Now, he is presenting a solo show at Paris Internationale with Temnikova & Kasela (until October 23), a gallery from Tallinn that also represents artists like Katja Novitskova, Kaarel Kurismaa, Nik Kosmas, and Kris Lemsalu.
“Tommy’s work contributes to one of the most valuable cultural discourses of our time,” his gallerist, Olga Temnikova, told Artnet News. “If you look at the situation in Ukraine today, the breakdown of communication, the linguistic and ethnic lines dividing the conflict, he transcends these worlds in a way that feels fresh and poignant.”
The booth is set up as a dark and strange tribute to a popular Russian cartoon, Cheburashka—a cute furry animal popular in many post-Soviet countries. On display are large and small versions of Cash’s “Nukerashka” sculpture (retailing from €2,500, or $2,440, to €45,000, or $43,980), featuring a smiling, totem-like Cheburashka that has nuclear clouds billowing out from its ears. With Europe on the brink of nuclear war, the sculpture, set against a map of the world, feels potently ominous.
“Nukerashka” hoodies are also on offer for €200 each, with twenty five percent of the proceeds going to the the Ukrainian Cultural Center, an NGO that supports people who have been displaced and who are close to the frontline in Ukraine.
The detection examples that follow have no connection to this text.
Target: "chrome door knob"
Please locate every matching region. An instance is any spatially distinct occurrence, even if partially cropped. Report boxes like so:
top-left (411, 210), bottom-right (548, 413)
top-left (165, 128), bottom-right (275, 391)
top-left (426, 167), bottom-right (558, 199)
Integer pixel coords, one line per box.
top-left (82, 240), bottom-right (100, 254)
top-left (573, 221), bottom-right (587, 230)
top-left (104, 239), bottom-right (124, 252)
“Tommy has reached hundreds of millions of people worldwide with his distinctive visual style, absurdist imagery, and depraved sense of humor,” Temnikova said. “He speaks the language of a pan-Slavic hip-hop folk hero.”
Is it art? Who cares. It’s Cash’s world, we’re all just living in it.
Tommy Cash is showing a new body of artworks in the booth of Temnikova & Kasela Gallery at Paris Internationale until October 23, 2022.